Respiro hondo una vez. Otra más. Y extasiada con el final de una trilogía
de la que pocos hablan, convierto a Cary Grant en mi dios todopoderoso. Se
acabó. Clausuro el último tomo con delicadeza después de haberme aprendido
de memoria su fecha de impresión y agradezco en silencio a Katherine Pancol su
sencilla historia vital.
Seamos sinceros. Parece obvio que ahora tendría que demostrar que
sé de lo que hablo escribiendo un resumen global y hasta tres parciales
de lo que defiendo, pero como para eso ya está GOOGLE y yo, precisamente,
no soy obvia, prefiero utilizar este espacio para realizar una declaración
pública de intenciones. Carraspeo, agilizo los dedos con suaves movimientos al
aire y me entrego al teclado.
Yo, Silvia, mujer por genética y por convicción, no he leído ni
pienso leer la trilogía de Gray porque me aburre soberanamente esa extraña
mezcla del erotismo rancio de la novela Flores
en el ático (V. C.
Andrews, 1979) y de la telenovela Dinastía.
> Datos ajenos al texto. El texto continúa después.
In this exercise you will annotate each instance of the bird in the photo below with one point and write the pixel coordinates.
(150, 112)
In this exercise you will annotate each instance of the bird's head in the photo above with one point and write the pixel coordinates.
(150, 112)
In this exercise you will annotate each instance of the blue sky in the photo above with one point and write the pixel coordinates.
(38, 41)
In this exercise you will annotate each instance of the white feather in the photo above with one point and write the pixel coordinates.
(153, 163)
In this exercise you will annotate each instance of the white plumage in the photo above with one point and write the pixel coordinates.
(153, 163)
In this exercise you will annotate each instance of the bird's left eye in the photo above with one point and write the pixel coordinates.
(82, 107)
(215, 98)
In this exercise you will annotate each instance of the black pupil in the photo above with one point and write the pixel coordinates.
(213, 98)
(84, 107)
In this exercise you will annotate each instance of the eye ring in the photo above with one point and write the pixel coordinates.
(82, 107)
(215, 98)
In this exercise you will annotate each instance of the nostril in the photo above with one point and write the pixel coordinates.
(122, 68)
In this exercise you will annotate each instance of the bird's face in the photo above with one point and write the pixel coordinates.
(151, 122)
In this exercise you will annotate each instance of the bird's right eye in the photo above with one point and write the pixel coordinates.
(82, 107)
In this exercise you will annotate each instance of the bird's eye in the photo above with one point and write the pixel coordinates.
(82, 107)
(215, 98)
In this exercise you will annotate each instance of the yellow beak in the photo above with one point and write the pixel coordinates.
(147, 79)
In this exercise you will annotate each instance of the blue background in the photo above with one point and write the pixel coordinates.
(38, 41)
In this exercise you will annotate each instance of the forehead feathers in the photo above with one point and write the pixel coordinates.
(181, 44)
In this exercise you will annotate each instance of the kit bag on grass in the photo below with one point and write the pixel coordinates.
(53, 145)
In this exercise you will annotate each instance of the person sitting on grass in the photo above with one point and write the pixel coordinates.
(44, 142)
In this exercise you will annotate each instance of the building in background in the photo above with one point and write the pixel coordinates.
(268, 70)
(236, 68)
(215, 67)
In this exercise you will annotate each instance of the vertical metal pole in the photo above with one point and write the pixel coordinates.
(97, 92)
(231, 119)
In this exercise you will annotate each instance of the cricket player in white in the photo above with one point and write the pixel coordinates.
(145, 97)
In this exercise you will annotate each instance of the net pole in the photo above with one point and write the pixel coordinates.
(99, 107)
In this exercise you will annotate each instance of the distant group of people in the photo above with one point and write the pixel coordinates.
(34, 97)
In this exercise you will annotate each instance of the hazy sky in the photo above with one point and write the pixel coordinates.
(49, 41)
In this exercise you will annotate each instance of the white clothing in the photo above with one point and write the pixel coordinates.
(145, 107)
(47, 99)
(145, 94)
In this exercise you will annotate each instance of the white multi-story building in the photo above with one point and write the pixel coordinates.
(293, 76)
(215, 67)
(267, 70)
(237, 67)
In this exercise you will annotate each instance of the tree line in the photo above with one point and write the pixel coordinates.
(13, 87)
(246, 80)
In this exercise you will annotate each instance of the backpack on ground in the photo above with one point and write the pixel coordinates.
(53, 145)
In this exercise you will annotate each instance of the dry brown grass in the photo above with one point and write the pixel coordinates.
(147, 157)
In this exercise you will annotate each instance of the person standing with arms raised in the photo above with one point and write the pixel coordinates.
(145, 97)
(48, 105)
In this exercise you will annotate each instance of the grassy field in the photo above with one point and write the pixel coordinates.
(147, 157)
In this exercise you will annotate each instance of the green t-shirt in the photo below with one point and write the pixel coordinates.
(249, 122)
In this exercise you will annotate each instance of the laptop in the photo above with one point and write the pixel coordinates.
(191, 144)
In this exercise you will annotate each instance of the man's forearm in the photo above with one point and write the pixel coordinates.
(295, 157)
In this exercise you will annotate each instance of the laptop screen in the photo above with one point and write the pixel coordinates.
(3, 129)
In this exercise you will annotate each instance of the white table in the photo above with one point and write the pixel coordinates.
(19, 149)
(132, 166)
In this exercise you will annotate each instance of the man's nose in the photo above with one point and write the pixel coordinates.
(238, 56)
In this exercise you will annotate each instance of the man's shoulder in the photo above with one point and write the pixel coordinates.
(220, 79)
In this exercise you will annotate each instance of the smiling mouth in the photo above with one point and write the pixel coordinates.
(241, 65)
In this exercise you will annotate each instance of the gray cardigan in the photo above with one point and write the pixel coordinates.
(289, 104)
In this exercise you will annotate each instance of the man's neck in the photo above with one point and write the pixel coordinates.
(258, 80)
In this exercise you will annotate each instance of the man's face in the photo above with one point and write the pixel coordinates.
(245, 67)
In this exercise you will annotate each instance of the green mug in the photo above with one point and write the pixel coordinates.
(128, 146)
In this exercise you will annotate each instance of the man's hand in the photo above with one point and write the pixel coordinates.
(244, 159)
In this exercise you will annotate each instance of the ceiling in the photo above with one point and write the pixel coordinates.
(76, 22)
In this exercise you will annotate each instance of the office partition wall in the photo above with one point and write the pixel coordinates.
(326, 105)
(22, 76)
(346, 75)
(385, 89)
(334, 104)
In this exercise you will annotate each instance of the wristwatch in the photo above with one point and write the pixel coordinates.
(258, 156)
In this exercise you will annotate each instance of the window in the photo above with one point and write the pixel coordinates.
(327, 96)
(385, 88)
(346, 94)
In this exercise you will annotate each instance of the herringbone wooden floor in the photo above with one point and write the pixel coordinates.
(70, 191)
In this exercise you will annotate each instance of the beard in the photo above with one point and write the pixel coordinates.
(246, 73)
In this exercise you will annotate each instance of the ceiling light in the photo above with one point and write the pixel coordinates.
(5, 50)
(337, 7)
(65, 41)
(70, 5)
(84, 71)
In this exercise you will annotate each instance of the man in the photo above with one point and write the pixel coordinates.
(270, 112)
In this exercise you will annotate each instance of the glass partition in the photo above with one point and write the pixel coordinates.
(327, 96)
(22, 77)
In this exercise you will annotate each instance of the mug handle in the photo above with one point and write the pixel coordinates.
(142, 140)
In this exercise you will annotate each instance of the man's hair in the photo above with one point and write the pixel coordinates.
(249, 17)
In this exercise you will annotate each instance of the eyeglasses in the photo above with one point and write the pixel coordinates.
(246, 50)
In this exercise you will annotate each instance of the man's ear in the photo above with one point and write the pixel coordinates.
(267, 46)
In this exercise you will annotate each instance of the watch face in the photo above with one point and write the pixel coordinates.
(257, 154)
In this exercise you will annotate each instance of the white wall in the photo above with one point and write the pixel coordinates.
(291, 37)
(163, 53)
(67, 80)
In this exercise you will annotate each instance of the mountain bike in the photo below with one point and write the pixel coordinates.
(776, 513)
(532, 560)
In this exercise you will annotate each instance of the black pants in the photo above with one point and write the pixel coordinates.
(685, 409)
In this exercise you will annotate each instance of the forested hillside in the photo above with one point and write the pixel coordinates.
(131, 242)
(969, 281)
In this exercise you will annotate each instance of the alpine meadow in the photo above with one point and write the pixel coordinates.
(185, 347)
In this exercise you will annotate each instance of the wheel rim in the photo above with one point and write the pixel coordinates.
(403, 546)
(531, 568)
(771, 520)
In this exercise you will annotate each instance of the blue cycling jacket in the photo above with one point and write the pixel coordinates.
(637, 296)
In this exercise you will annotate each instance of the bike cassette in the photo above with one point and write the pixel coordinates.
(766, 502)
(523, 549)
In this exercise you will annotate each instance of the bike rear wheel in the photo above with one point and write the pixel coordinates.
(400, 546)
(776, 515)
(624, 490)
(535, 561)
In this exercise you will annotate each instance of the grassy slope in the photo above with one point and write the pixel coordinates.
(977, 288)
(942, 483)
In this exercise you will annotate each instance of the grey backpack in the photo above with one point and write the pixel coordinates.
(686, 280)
Y tú, lector ávido de galletitas saladas, deberías estar preocupado porque
las mujeres de mi generación anden locas tras un tal Grey al que
imaginan de cualquier manera salvo como tú eres. No nos engañemos,
todas lubrican sus sequedades con un señor al que no te pareces ni al que te
parecerás nunca y con el que practican el bondage en la intimidad de sus sueños mientras
a ti te mantienen a pan y agua. "Esa niña sí, no, esa no soy yo".
Gracias, Oscar Wilde, por resumir con tanta brillantez el
sentido último de la trilogía de E. L. James: "Puede leerse sin
ningún esfuerzo y probablemente también se escribió sin ninguno". Amén.